当ホテルは、ドラマ撮影場所としての特徴や利点を積極的にPRしました。テレビドラマだけでなく、映画、コマーシャル撮影等の利用場所としての勧誘に力を尽くしました。そのおかげで、さまざまな関連業界での認知度が高まってきました。そういえば、テレビドラマを見ていて、「あっ、この場所はあのホテルのラウンジだ!」と気づき、なにか親しみを覚えることはありませんか? これまでそのラウンジを利用したことのない視聴者も、テレビに登場したラウンジを訪れて、ドラマの俳優やタレントと同じような体験をしてみたいというニーズもあるようです。この企画でテレビ局側とホテル側の双方に、Win-Winの関係が成立しました。
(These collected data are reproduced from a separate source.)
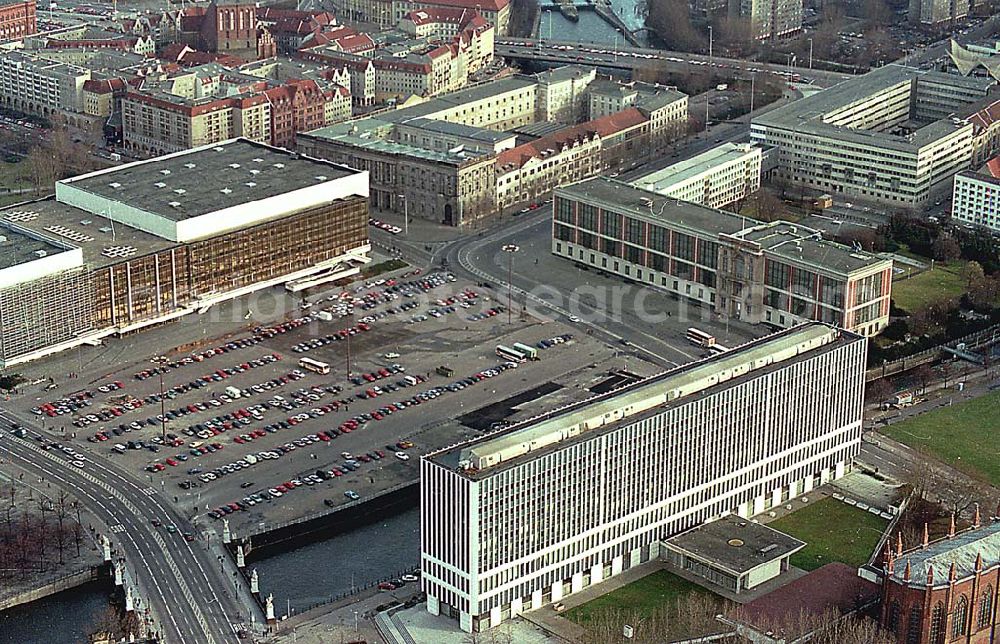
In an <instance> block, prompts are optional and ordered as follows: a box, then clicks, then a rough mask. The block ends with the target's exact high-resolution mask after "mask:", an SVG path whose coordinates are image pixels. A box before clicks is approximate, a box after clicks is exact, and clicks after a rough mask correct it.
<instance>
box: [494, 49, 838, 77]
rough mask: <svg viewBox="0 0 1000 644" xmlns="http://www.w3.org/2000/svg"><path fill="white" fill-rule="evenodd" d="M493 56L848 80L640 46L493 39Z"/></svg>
mask: <svg viewBox="0 0 1000 644" xmlns="http://www.w3.org/2000/svg"><path fill="white" fill-rule="evenodd" d="M496 54H497V55H498V56H503V57H504V58H512V59H520V60H534V61H540V62H550V63H565V64H583V65H588V66H597V67H604V68H611V69H623V70H632V69H634V68H636V67H644V68H648V67H654V68H656V69H660V70H663V71H667V72H673V73H678V74H690V73H693V72H696V71H699V70H702V71H705V70H709V69H712V70H715V71H716V72H718V73H719V74H720V75H724V76H726V77H735V78H742V79H744V80H749V79H750V77H751V76H753V75H754V74H763V73H768V74H777V75H779V76H782V77H784V78H785V79H788V80H791V79H792V77H793V75H795V74H798V75H800V76H803V77H806V78H809V79H810V80H812V81H813V83H814V84H815V85H817V86H819V87H829V86H831V85H835V84H837V83H839V82H841V81H844V80H846V79H848V78H851V74H844V73H840V72H829V71H824V70H819V69H809V68H806V67H796V66H789V65H776V64H765V63H760V62H756V61H748V60H742V59H736V58H723V57H720V56H711V57H709V56H706V55H703V54H692V53H689V52H682V51H667V50H663V49H651V48H641V47H615V48H609V47H608V45H598V44H590V43H579V42H572V41H565V42H564V41H555V40H525V39H521V38H497V40H496Z"/></svg>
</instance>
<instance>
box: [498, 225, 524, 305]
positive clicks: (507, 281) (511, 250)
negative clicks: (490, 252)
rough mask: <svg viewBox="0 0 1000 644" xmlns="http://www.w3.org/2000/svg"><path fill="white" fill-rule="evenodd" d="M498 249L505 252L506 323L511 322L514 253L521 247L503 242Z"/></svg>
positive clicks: (519, 249) (520, 247) (512, 287)
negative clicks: (501, 245)
mask: <svg viewBox="0 0 1000 644" xmlns="http://www.w3.org/2000/svg"><path fill="white" fill-rule="evenodd" d="M500 250H502V251H503V252H505V253H507V324H510V323H511V316H510V314H511V308H510V306H511V304H510V303H511V299H512V291H513V290H514V284H513V281H512V279H513V276H514V253H516V252H517V251H519V250H521V247H520V246H518V245H517V244H505V245H504V246H503V247H502V248H501V249H500Z"/></svg>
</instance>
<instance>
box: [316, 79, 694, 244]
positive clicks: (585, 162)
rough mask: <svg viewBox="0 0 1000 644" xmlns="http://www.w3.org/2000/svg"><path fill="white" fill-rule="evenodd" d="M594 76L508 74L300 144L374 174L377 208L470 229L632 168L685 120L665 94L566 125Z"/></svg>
mask: <svg viewBox="0 0 1000 644" xmlns="http://www.w3.org/2000/svg"><path fill="white" fill-rule="evenodd" d="M593 77H594V73H593V70H589V71H588V72H586V73H584V72H583V71H581V70H578V69H575V68H574V69H573V70H571V72H568V73H567V72H563V71H562V70H554V71H553V73H552V74H549V73H543V74H536V75H533V76H511V77H507V78H504V79H500V80H496V81H491V82H487V83H482V84H480V85H477V86H475V87H471V88H467V89H464V90H460V91H458V92H450V93H447V94H442V95H441V96H438V97H437V98H434V99H432V100H429V101H424V102H422V103H416V104H413V105H411V106H408V107H404V108H401V109H397V110H393V111H388V112H382V113H379V114H378V116H377V117H374V118H364V119H356V120H354V121H351V122H349V123H343V124H340V125H335V126H333V127H328V128H323V129H321V130H317V131H315V132H309V133H307V134H303V135H300V136H299V137H298V139H297V142H298V143H297V145H298V146H299V148H300V149H301V150H303V151H304V152H306V153H307V154H310V155H314V156H318V157H322V158H327V159H331V160H334V161H336V162H338V163H343V164H345V165H349V166H351V167H360V168H373V172H372V188H371V194H372V208H374V209H376V210H382V209H391V210H395V211H398V212H401V211H402V209H403V208H404V207H405V208H406V209H407V212H408V214H409V215H410V216H411V217H421V218H427V219H430V220H432V221H437V222H444V223H447V224H450V225H467V224H468V223H470V222H471V221H474V220H475V219H477V218H483V217H488V216H491V215H493V214H494V213H496V212H497V211H498V210H503V209H506V208H510V207H513V206H515V205H516V204H518V203H522V202H526V201H531V200H539V199H543V198H545V197H546V196H547V195H548V193H549V192H550V191H551V190H552V188H554V187H555V186H558V185H561V184H563V183H568V182H573V181H578V180H580V179H585V178H588V177H592V176H595V175H597V174H600V173H601V172H604V171H607V170H609V169H622V168H625V167H629V166H632V165H635V164H636V163H638V162H640V161H641V160H642V159H643V158H646V157H647V156H648V155H650V154H653V153H655V152H656V151H657V150H658V149H659V148H660V147H661V145H662V142H663V141H666V140H668V139H669V138H670V136H669V135H670V133H673V132H676V131H677V129H679V128H678V124H677V123H676V122H675V121H673V120H671V118H682V119H684V120H685V121H686V118H687V111H686V109H684V110H683V115H680V112H681V110H680V109H678V108H679V106H686V102H687V97H686V96H684V95H683V94H679V93H678V92H675V91H673V90H664V91H663V92H662V93H661V94H654V95H649V96H646V97H644V98H643V99H642V100H641V101H640V103H639V104H640V105H642V107H638V108H636V107H630V108H628V109H626V110H624V111H622V112H619V113H616V114H609V115H607V116H603V117H600V118H597V119H594V120H591V121H585V122H583V123H580V124H578V125H569V126H568V127H564V126H563V124H561V123H560V122H559V121H558V120H557V119H558V118H565V119H566V120H569V118H570V117H571V115H572V114H573V113H574V112H575V110H576V108H575V107H574V106H576V105H579V106H581V109H583V110H584V112H585V110H586V106H587V104H588V101H587V96H586V85H585V84H584V83H586V82H588V79H592V78H593ZM353 80H354V76H353V75H352V81H353ZM576 83H579V85H578V89H579V92H580V98H579V100H577V99H576V98H575V97H574V92H573V90H572V89H570V90H568V91H564V90H565V88H566V87H567V86H568V87H570V88H572V86H573V85H574V84H576ZM563 84H564V86H563V87H562V88H560V89H559V90H558V92H556V91H555V90H554V88H555V87H556V86H557V85H563ZM557 115H562V116H557ZM671 115H675V116H673V117H672V116H671ZM442 123H446V124H447V125H448V126H454V127H456V128H459V129H461V136H460V137H459V138H456V139H454V141H455V144H454V145H452V146H443V145H441V138H440V133H439V132H437V131H436V130H438V129H439V128H440V127H442V126H441V125H440V124H442ZM533 126H538V127H537V128H536V127H533ZM415 130H420V132H421V134H420V135H419V136H418V135H415V134H413V132H414V131H415ZM515 134H516V135H517V136H516V137H515ZM522 141H523V142H522ZM515 142H521V144H520V145H516V144H515ZM411 167H418V168H422V170H421V172H424V173H425V175H426V179H424V180H421V179H419V178H418V177H416V176H414V177H412V179H409V178H408V175H407V174H406V173H405V172H404V170H406V171H407V172H409V170H410V169H411ZM374 168H379V169H380V171H374ZM411 180H412V181H414V183H412V184H411V183H409V181H411ZM424 186H429V187H430V188H429V189H426V190H421V188H422V187H424ZM400 195H405V196H404V197H400Z"/></svg>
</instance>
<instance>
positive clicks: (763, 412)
mask: <svg viewBox="0 0 1000 644" xmlns="http://www.w3.org/2000/svg"><path fill="white" fill-rule="evenodd" d="M866 346H867V345H866V340H865V338H863V337H861V336H858V335H855V334H851V333H848V332H844V331H840V330H838V329H835V328H833V327H830V326H827V325H823V324H819V323H810V324H806V325H803V326H799V327H797V328H794V329H788V330H785V331H782V332H779V333H777V334H775V335H772V336H769V337H766V338H763V339H760V340H756V341H753V342H751V343H748V344H746V345H743V346H741V347H738V348H736V349H734V350H732V351H730V352H728V353H725V354H722V355H719V356H715V357H713V358H708V359H706V360H702V361H700V362H696V363H692V364H690V365H685V366H683V367H678V368H676V369H674V370H672V371H669V372H666V373H664V374H661V375H658V376H653V377H651V378H648V379H645V380H642V381H639V382H636V383H633V384H631V385H627V386H625V387H622V388H620V389H617V390H614V391H611V392H608V393H606V394H602V395H599V396H595V397H594V398H591V399H589V400H586V401H583V402H580V403H576V404H572V405H569V406H566V407H564V408H561V409H556V410H554V411H552V412H550V413H548V414H545V415H542V416H539V417H537V418H533V419H529V420H526V421H524V422H522V423H519V424H517V425H514V426H512V427H510V428H508V429H505V430H501V431H499V432H496V433H493V434H490V435H487V436H484V437H482V438H479V439H476V440H473V441H470V442H467V443H463V444H459V445H456V446H453V447H450V448H447V449H444V450H441V451H438V452H434V453H431V454H428V455H427V456H425V457H424V458H423V459H422V460H421V464H420V468H421V470H420V471H421V505H420V513H421V570H422V575H423V576H422V582H421V583H422V588H423V590H424V591H426V593H427V608H428V610H429V611H430V612H431V613H434V614H439V613H442V614H448V615H452V616H454V617H457V618H458V619H459V620H460V622H461V626H462V628H463V629H464V630H466V631H477V630H482V629H484V628H489V627H491V626H495V625H496V624H498V623H500V622H501V621H503V620H505V619H508V618H509V617H510V616H512V615H517V614H519V613H521V612H523V611H526V610H531V609H535V608H539V607H541V606H543V605H545V604H547V603H549V602H556V601H559V600H560V599H561V598H563V597H564V596H566V595H568V594H570V593H574V592H577V591H579V590H581V589H582V588H584V587H586V586H588V585H590V584H595V583H598V582H600V581H601V580H603V579H606V578H608V577H611V576H614V575H617V574H619V573H620V572H621V571H622V570H625V569H627V568H629V567H631V566H635V565H637V564H639V563H641V562H644V561H647V560H649V559H651V558H655V557H658V556H659V555H660V542H661V541H662V540H663V539H664V538H666V537H669V536H671V535H674V534H677V533H679V532H682V531H684V530H686V529H688V528H691V527H692V526H695V525H698V524H700V523H702V522H703V521H705V520H707V519H711V518H713V517H718V516H720V515H723V514H726V513H737V514H739V515H740V516H743V517H748V516H751V515H754V514H758V513H760V512H764V511H765V510H767V509H768V508H770V507H772V506H774V505H778V504H780V503H783V502H785V501H786V500H787V499H789V498H792V497H795V496H797V495H799V494H801V493H803V492H808V491H809V490H811V489H812V488H813V486H816V485H820V484H823V483H826V482H827V481H829V480H832V479H835V478H838V477H840V476H842V475H843V474H844V473H845V472H846V471H847V470H848V468H849V467H850V464H851V460H852V458H853V457H854V456H855V455H856V454H857V453H858V450H859V449H860V446H861V431H862V399H863V389H864V369H865V357H866Z"/></svg>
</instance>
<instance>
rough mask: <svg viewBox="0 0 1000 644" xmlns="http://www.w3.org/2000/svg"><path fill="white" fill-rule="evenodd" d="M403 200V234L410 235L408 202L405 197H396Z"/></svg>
mask: <svg viewBox="0 0 1000 644" xmlns="http://www.w3.org/2000/svg"><path fill="white" fill-rule="evenodd" d="M396 196H397V197H399V198H400V199H402V200H403V234H404V235H409V234H410V202H409V200H407V198H406V195H396Z"/></svg>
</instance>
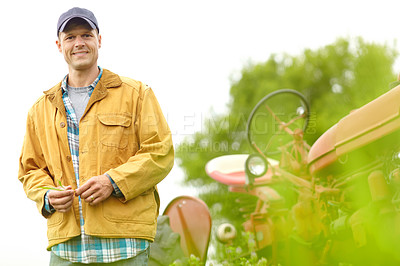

テレビドラマの撮影場所にラウンジを積極的に提供することにより、顧客も増加し、ラウンジ部門の施設面積単位当たりの売上高が上昇してきました。当ホテルの総支配人は、次のようにコメントしています。
「撮影場所への利用料分をコーヒー等のドリンクで稼ぎ出すには、一体ドリンクを何杯販売すればいいでしょうか」と。